According to the agency’s new interim guidance, young people ages 12 to 39 may especially benefit from a second mRNA dose 8 weeks after their first dose.
However, the regular 3-week interval for Pfizer and 4-week interval for Moderna is appropriate for patients who are moderately to severely immunocompromised, adults ages 65 and up, those who need rapid protection (such as “during high levels of community transmission”), and children ages 5 to 11.
From the social determinants of health front, HR Dive tells us
Though employers have invested increasingly in a variety of healthcare and healthcare-adjacent benefits, few of these efforts effectively address social determinants of health that can negatively affect patient outcomes, according to a report published this month by the Northeast Business Group on Health.
Social determinants of health include factors such as education access and quality; healthcare access and quality; economic stability; neighborhood and built environment; and social and community factors. Differences in these areas lead to disparities not only in terms of health outcomes, but also in cost management and general employee health and well-being, NEBGH said.
Employers can start addressing social determinants by collecting survey data on employees’ needs and risk factors, per the report. From there, NEBGH recommended that benefits design focus on equitable benefits access, such as evaluating what percentage of pay their health plans comprise at different pay levels.

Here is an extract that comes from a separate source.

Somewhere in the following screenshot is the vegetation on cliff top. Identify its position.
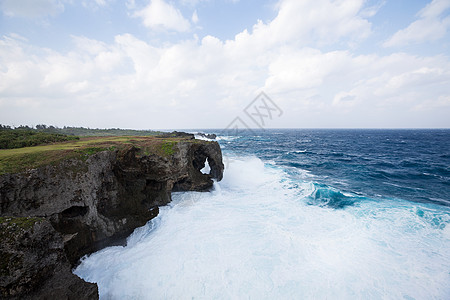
[0,124,162,137]
[0,125,79,149]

Other strategies cited include improving health literacy, taking advantage of partnerships and improving organizational culture around health and well-being, among others.

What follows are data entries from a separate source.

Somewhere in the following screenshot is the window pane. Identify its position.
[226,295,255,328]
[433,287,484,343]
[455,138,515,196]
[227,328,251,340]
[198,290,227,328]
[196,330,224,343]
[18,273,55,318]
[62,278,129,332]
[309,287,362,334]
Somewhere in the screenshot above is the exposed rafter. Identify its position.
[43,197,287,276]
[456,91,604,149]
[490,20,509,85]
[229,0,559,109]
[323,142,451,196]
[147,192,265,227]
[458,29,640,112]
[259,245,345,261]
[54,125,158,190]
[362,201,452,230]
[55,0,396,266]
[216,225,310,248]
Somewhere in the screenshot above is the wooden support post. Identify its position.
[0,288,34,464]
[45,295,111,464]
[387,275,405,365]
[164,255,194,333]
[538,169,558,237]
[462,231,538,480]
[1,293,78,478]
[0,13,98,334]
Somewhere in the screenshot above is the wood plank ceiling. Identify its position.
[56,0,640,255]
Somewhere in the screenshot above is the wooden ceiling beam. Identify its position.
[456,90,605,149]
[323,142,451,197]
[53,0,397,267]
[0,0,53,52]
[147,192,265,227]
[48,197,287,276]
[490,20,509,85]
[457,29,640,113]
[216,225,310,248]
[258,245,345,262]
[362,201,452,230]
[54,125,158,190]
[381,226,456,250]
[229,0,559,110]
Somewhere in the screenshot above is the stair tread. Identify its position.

From the Rx coverage front, Fierce Healthcare discusses CVS Health’s annual Drug Trend Report.
CVS Caremark kept overall drug trend for clients to 2.4% over the first three quarters of 2021, marking multiple years of single-digit trend in drug price growth.
The pharmacy benefit management arm of CVS Health also kept its specialty drug trend to single digits through the third quarter, at an industry-low 5.8%, according to the company’s annual Drug Trend Report released Thursday. Caremark found that 35.9% of its clients saw negative specialty trend in 2021.
In addition, 65.3% saw specialty trend under 10%, according to the report.
The article explains how CVS Health accomplished this feat.
From the Medicare front, CMS announced a redesign of its Accountable Care Organization model
that better reflects the agency’s vision of creating a health system that achieves equitable outcomes through high quality, affordable, person-centered care. The ACO Realizing Equity, Access, and Community Health (REACH) Model, a redesign of the Global and Professional Direct Contracting (GPDC) Model, addresses stakeholder feedback, participant experience, and Administration priorities, including CMS’ commitment to advancing health equity.
In addition to transitioning the GPDC Model to the ACO REACH Model, CMS is canceling the Geographic Direct Contracting Model (also known as the “Geo Model”) effective immediately. The Geographic Direct Contracting Model, which was announced in December 2020, was paused in March 2021 in response to stakeholder concerns.
Good luck, CMS, with this new model.